I am new to signal processing. I am learning now about filtering and I am trying to implement high pass filter (HPF),and later band-pass filter (BPF). I implement the filters in Python 3.8 with NumPy and SciPy.

For the offline case (filtering a pre-recorded time) I designed a Butterworth high-pass filter, and applied on the signal at the time domain using signal.filtfilt function. However, as the documentation shows, this approach is good only for offline cases and not for real-time, since the filter scans the signal forward and then backwards. I can recover the frequency response from the filter using signal.freqz function.

Now I want that this filter will work also in real-time (so it needs to be causal, and I ask if this possible for this type of filters. Here are my questions:

  1. If I understand correctly, Butterworth filters are IIR (infinite impulse response) filters.

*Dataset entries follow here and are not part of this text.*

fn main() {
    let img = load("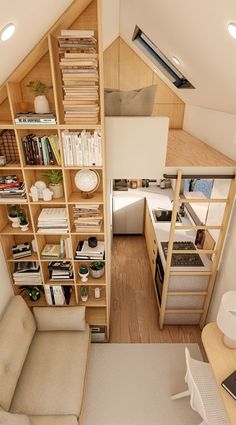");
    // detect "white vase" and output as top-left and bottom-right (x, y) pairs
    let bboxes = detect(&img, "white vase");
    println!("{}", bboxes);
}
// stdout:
(34, 96), (49, 114)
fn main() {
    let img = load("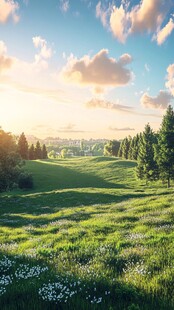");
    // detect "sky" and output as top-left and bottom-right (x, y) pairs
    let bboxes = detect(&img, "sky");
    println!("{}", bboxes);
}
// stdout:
(0, 0), (174, 139)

Is it true?
  2. Are IIR filter causal? It may be that all IIR filters are not causal and it may be that some are and some are not. What are the cases in which IIR filters are causal?
  3. Are Butterworth filters causal? If not always, in which case they are causal?
  4. If the answer to 3 is true, how to implement a causal Butterworth filter, both at the time domain and the frequency domain? (I can use SciPy functions such as signal.butter, signal.freqz etc.)

Relevant links:

Thank you.


2 Answers 2

  1. Yes, Butterworth are IIR. The decay from an impulse technically lasts forever.
  2. Yes, all [implementable] IIR are causal.
  3. Yes, because of #1 and #2.
  4. Don't use signal.filtfilt. Use signal.lfilter. filtfilt does the same thing as lfilter, except twice, in opposite directions, which changes a causal filter into a zero-phase filter.

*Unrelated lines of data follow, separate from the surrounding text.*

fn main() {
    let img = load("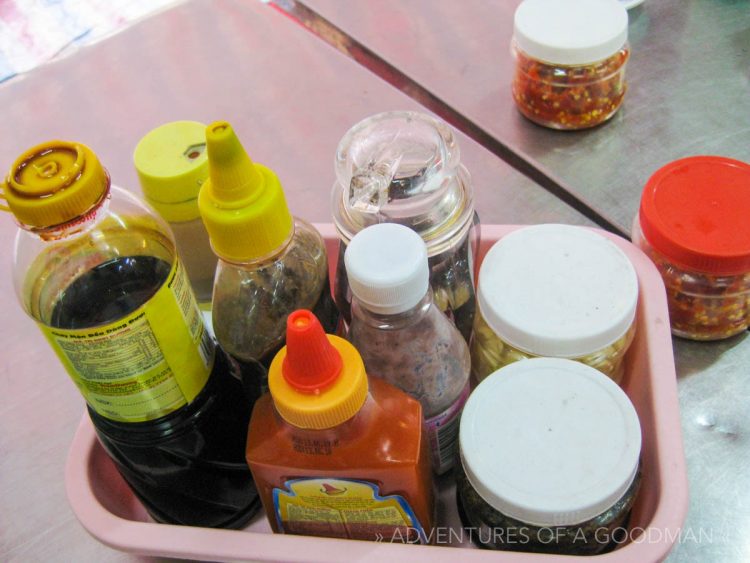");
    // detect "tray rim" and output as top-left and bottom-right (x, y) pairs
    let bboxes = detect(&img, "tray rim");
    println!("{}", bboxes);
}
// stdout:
(65, 224), (688, 563)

However, as the documentation for both of those functions suggests, for most practical use, you should actually use the SOS variants instead:

The function sosfilt (and filter design using output='sos') should be preferred over lfilter for most filtering tasks, as second-order sections have fewer numerical problems.

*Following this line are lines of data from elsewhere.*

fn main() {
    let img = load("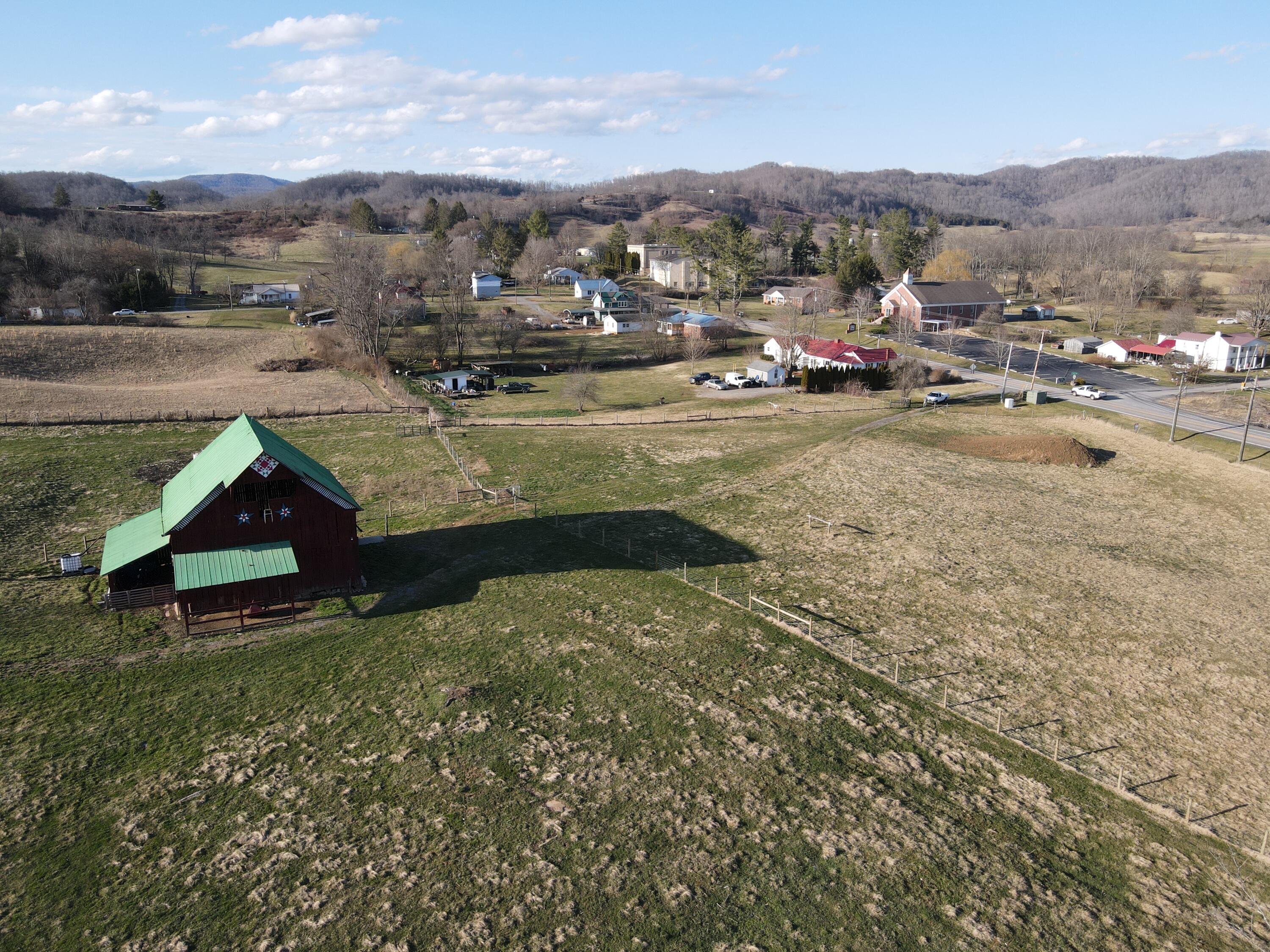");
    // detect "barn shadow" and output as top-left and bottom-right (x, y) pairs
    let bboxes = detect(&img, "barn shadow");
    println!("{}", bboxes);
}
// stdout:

To summarize the functions:

  • lfilter: Causal single-stage filtering (low orders only)
  • filtfilt: Zero-phase single-stage filtering (low orders only)
  • sosfilt: Causal second-order sections filtering
  • sosfiltfilt: Zero-phase second-order sections filtering

Really the only reason to use lfilter or filtfilt is if your coefficients are already in b, a format, if you're implementing something out of a textbook, etc.

If you're designing the filter yourself, then just use SOS form, which reduces numerical error.

Note that the filtfilt functions apply the filter twice, so it will have double the order of the original filter.

  • 2
    $\begingroup$ 2.: all implementable IIR are causal. $\endgroup$ Commented Aug 19, 2020 at 13:51
  • $\begingroup$ @MarcusMüller What's a non-implementable filter? $\endgroup$
    – endolith
    Commented Aug 19, 2020 at 13:57
  • 3
    $\begingroup$ Marcus, actually one can implement non-causal IIR filter, but work with it in offline and not in real-time (e.g. filtering a WAV file). This is the case of zero-phase filter. $\endgroup$ Commented Aug 19, 2020 at 15:21
  • 4
    $\begingroup$ @Triceratops: You can TRY to make a non-causal filter causal by applying sufficient amount of bulk delay. That's what non-real processing does. Today you are processing samples which were generated yesterday. You are using some of this delay in your processing. However, for IIR that can only be done approximately since the non-causality is infinite, you technically need infinite amount of bulk delay so you need to truncate at some point. In practice, the truncation error becomes very small quickly, so it's not much of a problem, but it's never error free. $\endgroup$
    – Hilmar
    Commented Aug 20, 2020 at 7:57
  • 1
    $\begingroup$ @endolith I can design a Butterworth filter, obtain its frequency response, taking abs value and obtain a zero-phase filter, which by theory is non-causal. Then I use it as a regular frequency filter. $\endgroup$ Commented Aug 20, 2020 at 15:31

Are IIR filter causal? It may be that all IIR filters are not causal and it may be that some are and some are not. What are the cases in which IIR filters are causal?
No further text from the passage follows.